I can deal with this issue!

MaoFuyou commented 4 months ago

I can figure out training phase is correct but the evalution phase is something wrong:

发生异常: AssertionError input feature has wrong size File "/root/commonfiles/Maoeyu/MRI-PET-diffu/network/nnFormer.py", line 350, in forward assert L == S H W, "input feature has wrong size" File "/root/commonfiles/Maoeyu/MRI-PET-diffu/network/Diffusion_model_transformer.py", line 274, in _forward h = blk(h) File "/root/commonfiles/Maoeyu/MRI-PET-diffu/network/util_network.py", line 138, in checkpoint return func(inputs) File "/root/commonfiles/Maoeyu/MRI-PET-diffu/network/Diffusion_model_transformer.py", line 251, in forward return checkpoint( File "/root/commonfiles/Maoeyu/MRI-PET-diffu/network/Diffusion_model_transformer.py", line 44, in forward x = layer(x, emb) File "/root/commonfiles/Maoeyu/MRI-PET-diffu/network/Diffusion_model_transformer.py", line 598, in forward h = module(h, emb) File "/root/commonfiles/Maoeyu/MRI-PET-diffu/diffusion/respace.py", line 123, in call return self.model(x, new_ts, kwargs) File "/root/commonfiles/Maoeyu/MRI-PET-diffu/diffusion/GaussianDiffusion.py", line 322, in p_mean_variance model_output = model(x_input, self._scale_timesteps(t), model_kwargs) File "/root/commonfiles/Maoeyu/MRI-PET-diffu/diffusion/respace.py", line 92, in p_mean_variance return super().p_mean_variance(self._wrap_model(model), args, **kwargs) File "/root/commonfiles/Maoeyu/MRI-PET-diffu/diffusion/GaussianDiffusion.py", line 481, in p_sample out = self.p_mean_variance( File "/root/commonfiles/Maoeyu/MRI-PET-diffu/diffusion/GaussianDiffusion.py", line 586, in p_sample_loop_progressive out = self.p_sample( File "/root/commonfiles/Maoeyu/MRI-PET-diffu/diffusion/GaussianDiffusion.py", line 533, in p_sample_loop for sample in self.p_sample_loop_progressive( File "/root/commonfiles/Maoeyu/MRI-PET-diffu/main.py", line 406, in diffusion_sampling sampled_images = diffusion.p_sample_loop(model,(condition.shape[0], 1, File "/root/commonfiles/Maoeyu/MRI-PET-diffu/main.py", line 429, in evaluate sampled_images = inferer(condition,diffusion_sampling,model) File "/root/commonfiles/Maoeyu/MRI-PET-diffu/main.py", line 517, in average_loss,average_mae,average_psnr,average_ssim,average_ncc = evaluate(A_to_B_model,epoch,path,test_loader1,best_loss) AssertionError: input feature has wrong size

shaoyanpan commented 4 months ago

Weird, this error occurs when your input image size (patch_size) is not large enough.

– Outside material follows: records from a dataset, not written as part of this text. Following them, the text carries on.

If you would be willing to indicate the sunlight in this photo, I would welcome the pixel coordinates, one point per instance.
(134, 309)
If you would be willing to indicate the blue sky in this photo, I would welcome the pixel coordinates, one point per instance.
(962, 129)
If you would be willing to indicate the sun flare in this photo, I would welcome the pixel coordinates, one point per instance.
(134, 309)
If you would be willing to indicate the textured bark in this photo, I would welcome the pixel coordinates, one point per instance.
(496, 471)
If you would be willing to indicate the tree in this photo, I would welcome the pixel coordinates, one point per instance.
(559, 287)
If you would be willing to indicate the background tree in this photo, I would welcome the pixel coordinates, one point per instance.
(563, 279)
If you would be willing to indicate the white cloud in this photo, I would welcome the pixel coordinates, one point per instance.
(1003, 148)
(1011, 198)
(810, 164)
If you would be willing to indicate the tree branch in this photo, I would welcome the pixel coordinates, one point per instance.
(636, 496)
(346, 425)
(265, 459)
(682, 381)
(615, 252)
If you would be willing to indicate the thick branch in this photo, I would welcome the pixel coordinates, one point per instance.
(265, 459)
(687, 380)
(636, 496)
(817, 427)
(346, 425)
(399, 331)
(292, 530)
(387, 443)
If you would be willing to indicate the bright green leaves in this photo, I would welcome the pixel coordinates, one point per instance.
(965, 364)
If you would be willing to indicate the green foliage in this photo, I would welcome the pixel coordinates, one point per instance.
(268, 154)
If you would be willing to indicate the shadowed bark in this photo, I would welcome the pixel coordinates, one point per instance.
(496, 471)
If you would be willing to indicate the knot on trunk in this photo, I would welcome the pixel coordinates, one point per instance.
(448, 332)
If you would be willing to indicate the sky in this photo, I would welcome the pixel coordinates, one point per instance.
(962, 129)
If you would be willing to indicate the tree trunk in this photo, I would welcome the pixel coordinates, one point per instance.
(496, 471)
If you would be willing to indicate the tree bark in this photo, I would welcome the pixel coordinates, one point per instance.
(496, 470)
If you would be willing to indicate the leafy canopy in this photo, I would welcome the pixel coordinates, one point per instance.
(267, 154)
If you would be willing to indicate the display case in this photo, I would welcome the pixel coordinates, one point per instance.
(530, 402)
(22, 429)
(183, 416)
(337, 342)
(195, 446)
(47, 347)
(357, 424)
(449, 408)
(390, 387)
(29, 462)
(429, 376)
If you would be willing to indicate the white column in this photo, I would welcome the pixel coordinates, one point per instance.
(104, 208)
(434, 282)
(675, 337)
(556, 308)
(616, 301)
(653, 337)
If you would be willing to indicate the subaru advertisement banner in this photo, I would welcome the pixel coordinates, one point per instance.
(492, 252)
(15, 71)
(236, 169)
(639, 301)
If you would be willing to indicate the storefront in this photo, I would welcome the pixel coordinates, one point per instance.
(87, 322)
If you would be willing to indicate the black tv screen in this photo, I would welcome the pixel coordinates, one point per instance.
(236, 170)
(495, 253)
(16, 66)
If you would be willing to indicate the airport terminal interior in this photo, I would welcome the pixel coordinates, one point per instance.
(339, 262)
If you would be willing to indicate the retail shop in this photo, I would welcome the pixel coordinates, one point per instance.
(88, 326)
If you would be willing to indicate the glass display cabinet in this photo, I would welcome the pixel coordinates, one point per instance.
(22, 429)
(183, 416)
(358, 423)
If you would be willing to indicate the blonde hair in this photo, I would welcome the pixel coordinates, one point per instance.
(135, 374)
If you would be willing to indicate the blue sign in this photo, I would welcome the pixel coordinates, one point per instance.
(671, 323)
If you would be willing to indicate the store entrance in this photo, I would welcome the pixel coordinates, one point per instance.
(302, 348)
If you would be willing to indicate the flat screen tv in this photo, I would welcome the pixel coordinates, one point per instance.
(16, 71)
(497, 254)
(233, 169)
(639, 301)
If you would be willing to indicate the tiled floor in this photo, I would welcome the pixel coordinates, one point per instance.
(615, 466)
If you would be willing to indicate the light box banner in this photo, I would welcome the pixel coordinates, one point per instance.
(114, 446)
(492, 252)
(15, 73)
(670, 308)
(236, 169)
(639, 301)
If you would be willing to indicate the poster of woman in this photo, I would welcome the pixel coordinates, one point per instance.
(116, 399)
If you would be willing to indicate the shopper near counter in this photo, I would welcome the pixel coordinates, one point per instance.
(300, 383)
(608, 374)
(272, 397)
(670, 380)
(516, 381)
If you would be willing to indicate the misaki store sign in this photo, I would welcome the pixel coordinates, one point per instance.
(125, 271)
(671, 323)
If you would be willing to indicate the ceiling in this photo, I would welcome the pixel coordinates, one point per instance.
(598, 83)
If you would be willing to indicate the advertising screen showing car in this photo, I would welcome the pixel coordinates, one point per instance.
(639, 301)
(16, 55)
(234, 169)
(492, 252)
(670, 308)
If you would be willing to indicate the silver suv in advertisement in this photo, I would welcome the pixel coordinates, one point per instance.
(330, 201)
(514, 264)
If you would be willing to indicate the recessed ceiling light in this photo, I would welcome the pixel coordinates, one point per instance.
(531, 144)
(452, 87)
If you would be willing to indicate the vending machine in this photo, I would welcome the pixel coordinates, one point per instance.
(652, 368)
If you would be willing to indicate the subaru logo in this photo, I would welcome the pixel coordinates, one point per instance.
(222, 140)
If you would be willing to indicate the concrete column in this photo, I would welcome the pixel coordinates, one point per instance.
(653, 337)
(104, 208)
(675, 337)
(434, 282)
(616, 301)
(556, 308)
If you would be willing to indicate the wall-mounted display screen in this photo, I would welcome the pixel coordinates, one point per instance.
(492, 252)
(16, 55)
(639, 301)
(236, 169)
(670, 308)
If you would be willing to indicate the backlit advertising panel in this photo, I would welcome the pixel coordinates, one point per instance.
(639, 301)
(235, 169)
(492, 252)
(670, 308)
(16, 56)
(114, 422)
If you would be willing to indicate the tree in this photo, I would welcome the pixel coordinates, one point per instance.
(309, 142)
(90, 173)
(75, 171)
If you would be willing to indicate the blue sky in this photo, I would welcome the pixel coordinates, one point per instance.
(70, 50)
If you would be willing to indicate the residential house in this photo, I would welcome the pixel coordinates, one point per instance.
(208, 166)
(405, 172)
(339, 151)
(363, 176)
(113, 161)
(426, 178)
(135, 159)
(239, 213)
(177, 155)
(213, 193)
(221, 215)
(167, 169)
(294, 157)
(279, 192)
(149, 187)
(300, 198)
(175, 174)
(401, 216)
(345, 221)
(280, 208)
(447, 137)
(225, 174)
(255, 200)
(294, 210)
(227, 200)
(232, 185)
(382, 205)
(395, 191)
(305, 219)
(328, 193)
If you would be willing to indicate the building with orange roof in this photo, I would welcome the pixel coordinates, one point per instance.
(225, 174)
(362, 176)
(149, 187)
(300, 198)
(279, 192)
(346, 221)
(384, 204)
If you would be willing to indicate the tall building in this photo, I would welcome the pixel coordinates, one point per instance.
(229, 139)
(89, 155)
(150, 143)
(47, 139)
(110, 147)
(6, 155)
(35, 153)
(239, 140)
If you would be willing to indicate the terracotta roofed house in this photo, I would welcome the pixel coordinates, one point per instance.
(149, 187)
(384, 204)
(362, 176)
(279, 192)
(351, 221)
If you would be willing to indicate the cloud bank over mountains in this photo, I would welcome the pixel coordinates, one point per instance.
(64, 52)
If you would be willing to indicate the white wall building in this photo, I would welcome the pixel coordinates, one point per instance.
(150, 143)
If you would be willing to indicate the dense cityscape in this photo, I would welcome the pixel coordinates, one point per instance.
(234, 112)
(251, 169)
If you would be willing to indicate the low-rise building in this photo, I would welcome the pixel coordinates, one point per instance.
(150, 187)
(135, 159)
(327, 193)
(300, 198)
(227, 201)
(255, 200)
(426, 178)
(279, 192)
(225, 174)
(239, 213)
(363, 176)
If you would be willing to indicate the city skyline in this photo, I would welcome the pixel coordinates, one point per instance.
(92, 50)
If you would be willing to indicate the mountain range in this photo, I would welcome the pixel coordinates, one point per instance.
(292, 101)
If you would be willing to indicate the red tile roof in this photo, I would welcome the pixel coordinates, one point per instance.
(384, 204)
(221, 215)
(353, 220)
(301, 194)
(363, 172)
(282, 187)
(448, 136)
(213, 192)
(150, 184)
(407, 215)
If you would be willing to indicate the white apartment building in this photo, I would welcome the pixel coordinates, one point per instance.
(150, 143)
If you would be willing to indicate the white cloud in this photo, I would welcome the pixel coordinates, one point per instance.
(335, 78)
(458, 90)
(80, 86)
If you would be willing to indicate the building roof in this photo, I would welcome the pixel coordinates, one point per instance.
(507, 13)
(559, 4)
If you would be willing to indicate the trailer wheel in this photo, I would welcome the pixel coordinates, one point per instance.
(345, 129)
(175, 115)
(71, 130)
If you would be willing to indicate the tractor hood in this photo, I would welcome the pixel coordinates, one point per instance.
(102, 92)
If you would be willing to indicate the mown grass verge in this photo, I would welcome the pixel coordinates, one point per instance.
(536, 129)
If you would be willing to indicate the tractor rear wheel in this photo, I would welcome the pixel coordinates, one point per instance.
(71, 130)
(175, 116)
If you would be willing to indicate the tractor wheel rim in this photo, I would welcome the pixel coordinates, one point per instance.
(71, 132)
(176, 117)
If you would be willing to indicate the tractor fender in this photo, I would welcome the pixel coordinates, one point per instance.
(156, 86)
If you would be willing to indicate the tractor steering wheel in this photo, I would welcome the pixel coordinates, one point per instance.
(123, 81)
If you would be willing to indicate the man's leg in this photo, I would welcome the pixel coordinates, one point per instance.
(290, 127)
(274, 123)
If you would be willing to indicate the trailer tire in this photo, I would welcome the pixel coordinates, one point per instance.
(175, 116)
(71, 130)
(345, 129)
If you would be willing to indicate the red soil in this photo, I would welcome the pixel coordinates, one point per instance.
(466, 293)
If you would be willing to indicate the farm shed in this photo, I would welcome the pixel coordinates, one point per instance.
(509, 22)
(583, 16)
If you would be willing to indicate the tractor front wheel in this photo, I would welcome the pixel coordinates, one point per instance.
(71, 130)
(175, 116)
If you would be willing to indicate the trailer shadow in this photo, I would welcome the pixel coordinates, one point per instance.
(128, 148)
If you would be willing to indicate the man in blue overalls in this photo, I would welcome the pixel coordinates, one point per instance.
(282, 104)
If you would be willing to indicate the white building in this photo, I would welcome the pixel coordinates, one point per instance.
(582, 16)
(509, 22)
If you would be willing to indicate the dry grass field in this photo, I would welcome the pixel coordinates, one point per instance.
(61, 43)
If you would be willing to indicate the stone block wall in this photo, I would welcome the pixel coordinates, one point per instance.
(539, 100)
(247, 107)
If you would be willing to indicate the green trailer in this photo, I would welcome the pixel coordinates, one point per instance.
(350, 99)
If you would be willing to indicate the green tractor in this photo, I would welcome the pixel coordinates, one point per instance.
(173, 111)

But if you are good in training, you should be also good in testing. Can you try patch_size = (64x64x8)?

MaoFuyou commented 4 months ago

Ok I try it!

MaoFuyou commented 4 months ago

Oh no! 64648 and batch_size is 2 is out of CUDA memory . Is there any other option?

shaoyanpan commented 4 months ago

so you are good in 64x64x8? Then I suggest you use batch=1, so you can also try patch_size = (32x32x8)

MaoFuyou commented 4 months ago

Ok I am tring !

MaoFuyou commented 4 months ago

50136 Oh no it still has something wrong!

shaoyanpan commented 4 months ago

I know what happen. The network is too deep to downsample the input into non-dividible features. In the building network block in the jupyter, try:

num_channels=64 attention_resolutions="16,8" channel_mult = (1, 2, 3) num_heads=[4,4,8] window_size = [[4,4,4],[4,4,4],[4,4,2]] num_res_blocks = [2,2,2] sample_kernel=([2,2,2],[2,2,1],[2,2,1]),

Here I reduce the network depth from 4 to 3. Try this with 32x32x4 patch size. When you have larger gpu, increase the depth again.

MaoFuyou commented 4 months ago

It is sad! I have reduce the network depth from 4 to 3 .

MaoFuyou commented 4 months ago

Maybe if you have time and I send my code and part of data to you!

shaoyanpan commented 4 months ago

how about try this one? Let's do one last try.

num_channels=64 attention_resolutions="16,8" channel_mult = (1, 2, 3) num_heads=[4,4,8] window_size = [[4,4,4],[4,4,4],[4,4,2]] num_res_blocks = [2,2,2] sample_kernel=([1,1,1],[2,2,1],[2,2,1]),

MaoFuyou commented 4 months ago

Oh it is still failed.

shaoyanpan commented 4 months ago

Let me do it tomorrow haha. I wil make one for the patch size = 32x32x8. Btw, have you try batch_size= 1 for 64x64x8？

MaoFuyou commented 4 months ago

When i use batch_size =1 and 64648 ; it ouccrs a new wrong situation:

MaoFuyou commented 4 months ago

x1 y1 is the output of my debugging phase . I can not figure out why they have the different dimension.

shaoyanpan commented 4 months ago

I see. The error tells your network output is 1x1x84x102x84 (I think because your MRI has the same size), but your truth PET image is 1x1x91x102x91, so cannot calculate the mae. That should be data error.

Another thing, I suggest you need to start this code in your reader: To make sure your image is some consistency size and should be divided by 2^4 (since you have four layers)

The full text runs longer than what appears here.